Der verlorne Sohn
wird.«
»Voraussichtlich wird er sich gegen die Arretur wehren.«
»Fürchten Sie ihn?«
»Nein. Da wir heute den entflohenen Hauptmann suchen, sind wir besser bewaffnet als gewöhnlich.«
»So haben Sie Revolver?«
»Und auch Todtschläger.«
»Uebrigens werden wir es nur mit dem Officier zu thun haben. Ich denke, daß Wunderlich vor Schreck ganz unfähig sein wird, Widerstand zu leisten. Horch!«
»Draußen kam Jemand.«
»Ja. Er steht noch da. Hören Sie?«
»Er drückt an der Thür. Sie ist zu.«
»Jetzt wird er den Wirth wecken.«
»Wie wird er das anfangen?«
»Vielleicht wirft er etwas hinauf. Sie werden sich schon besprochen haben. Hören Sie! Er geht fort, mitten auf die Straße, wie es scheint.«
Sie lauschten.
»Jetzt!« sagte der Polizist.
»Ja, man hört auch hier den Sand fallen, den er an das Fenster geworfen hat. Hören wir.«
Die Sandkörnchen fielen noch einige Male, dann hörte man draußen eine halblaute Stimme sprechen, ohne aber die Worte deutlich verstehen zu können.

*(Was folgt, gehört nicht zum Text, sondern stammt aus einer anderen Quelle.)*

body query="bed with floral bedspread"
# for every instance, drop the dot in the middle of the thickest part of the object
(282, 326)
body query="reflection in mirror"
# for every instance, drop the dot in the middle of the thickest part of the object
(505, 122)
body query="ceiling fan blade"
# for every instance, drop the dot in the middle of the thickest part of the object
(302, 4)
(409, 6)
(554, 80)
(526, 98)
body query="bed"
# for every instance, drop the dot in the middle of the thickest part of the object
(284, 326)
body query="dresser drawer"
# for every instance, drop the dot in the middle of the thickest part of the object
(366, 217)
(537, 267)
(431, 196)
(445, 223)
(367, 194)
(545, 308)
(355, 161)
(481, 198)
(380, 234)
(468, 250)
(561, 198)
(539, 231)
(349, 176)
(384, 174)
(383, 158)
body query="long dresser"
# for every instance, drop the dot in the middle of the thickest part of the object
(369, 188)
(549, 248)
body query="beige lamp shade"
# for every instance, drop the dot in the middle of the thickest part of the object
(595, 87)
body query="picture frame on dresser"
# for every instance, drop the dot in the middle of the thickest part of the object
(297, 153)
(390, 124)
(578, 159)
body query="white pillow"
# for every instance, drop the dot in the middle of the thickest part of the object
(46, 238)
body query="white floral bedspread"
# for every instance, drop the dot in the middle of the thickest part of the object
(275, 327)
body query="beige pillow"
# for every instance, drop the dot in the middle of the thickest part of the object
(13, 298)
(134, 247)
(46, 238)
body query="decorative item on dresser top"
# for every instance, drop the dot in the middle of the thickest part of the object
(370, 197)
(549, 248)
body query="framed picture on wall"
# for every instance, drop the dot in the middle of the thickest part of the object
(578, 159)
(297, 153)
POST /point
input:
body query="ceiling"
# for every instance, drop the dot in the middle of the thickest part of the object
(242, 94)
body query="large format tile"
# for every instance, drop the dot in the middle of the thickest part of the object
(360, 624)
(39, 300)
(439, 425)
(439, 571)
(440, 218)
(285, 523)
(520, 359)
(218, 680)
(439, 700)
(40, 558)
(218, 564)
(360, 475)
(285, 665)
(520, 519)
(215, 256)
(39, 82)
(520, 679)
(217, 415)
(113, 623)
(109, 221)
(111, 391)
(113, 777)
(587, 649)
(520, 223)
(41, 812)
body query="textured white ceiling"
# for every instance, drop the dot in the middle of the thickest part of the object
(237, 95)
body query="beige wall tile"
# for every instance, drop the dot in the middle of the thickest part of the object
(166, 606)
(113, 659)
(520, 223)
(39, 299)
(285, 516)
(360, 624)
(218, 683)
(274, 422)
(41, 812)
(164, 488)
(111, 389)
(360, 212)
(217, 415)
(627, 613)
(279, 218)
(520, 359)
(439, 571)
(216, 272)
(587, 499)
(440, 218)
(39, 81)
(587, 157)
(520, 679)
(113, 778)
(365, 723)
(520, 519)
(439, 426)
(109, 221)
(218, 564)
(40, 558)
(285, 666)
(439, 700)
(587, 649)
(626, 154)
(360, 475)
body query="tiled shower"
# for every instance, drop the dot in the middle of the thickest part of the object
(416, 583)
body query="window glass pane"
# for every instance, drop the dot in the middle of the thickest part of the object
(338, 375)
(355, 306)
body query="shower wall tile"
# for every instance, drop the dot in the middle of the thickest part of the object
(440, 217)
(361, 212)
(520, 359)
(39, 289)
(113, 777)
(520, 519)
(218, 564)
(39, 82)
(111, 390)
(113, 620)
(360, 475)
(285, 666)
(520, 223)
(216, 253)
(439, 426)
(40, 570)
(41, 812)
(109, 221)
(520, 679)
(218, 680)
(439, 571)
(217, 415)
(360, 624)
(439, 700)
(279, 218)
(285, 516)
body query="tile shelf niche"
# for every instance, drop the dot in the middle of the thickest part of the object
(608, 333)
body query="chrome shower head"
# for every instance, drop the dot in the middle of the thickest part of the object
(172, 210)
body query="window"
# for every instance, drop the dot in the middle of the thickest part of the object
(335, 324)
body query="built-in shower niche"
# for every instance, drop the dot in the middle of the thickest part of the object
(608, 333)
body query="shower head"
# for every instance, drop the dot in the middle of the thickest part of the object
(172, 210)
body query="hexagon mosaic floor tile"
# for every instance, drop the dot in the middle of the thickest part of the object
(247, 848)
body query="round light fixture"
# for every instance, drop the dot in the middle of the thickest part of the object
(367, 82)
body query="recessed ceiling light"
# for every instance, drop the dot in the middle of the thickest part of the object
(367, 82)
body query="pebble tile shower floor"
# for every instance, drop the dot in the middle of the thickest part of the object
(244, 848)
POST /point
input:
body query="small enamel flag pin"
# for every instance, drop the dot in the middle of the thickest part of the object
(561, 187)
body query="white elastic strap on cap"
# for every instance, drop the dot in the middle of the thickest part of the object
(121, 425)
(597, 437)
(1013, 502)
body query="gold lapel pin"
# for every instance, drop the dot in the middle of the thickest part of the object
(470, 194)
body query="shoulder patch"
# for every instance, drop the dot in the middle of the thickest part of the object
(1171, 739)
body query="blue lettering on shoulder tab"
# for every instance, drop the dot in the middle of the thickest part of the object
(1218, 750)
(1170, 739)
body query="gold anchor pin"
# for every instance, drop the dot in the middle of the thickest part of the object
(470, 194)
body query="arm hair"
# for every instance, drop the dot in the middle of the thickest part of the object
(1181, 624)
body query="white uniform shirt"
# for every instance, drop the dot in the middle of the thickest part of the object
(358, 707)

»Jetzt hat Wunderlich aus dem Fenster gesehen,« sagte der Fürst. »Nun wird er herabkommen.«
Natürlich sprachen die beiden Lauscher nur im leisesten Flüstertone mit einander. Nach kurzer Zeit hörte man oben eine Thür vorsichtig öffnen und mit leisen Schritten kam Jemand die Treppe herab.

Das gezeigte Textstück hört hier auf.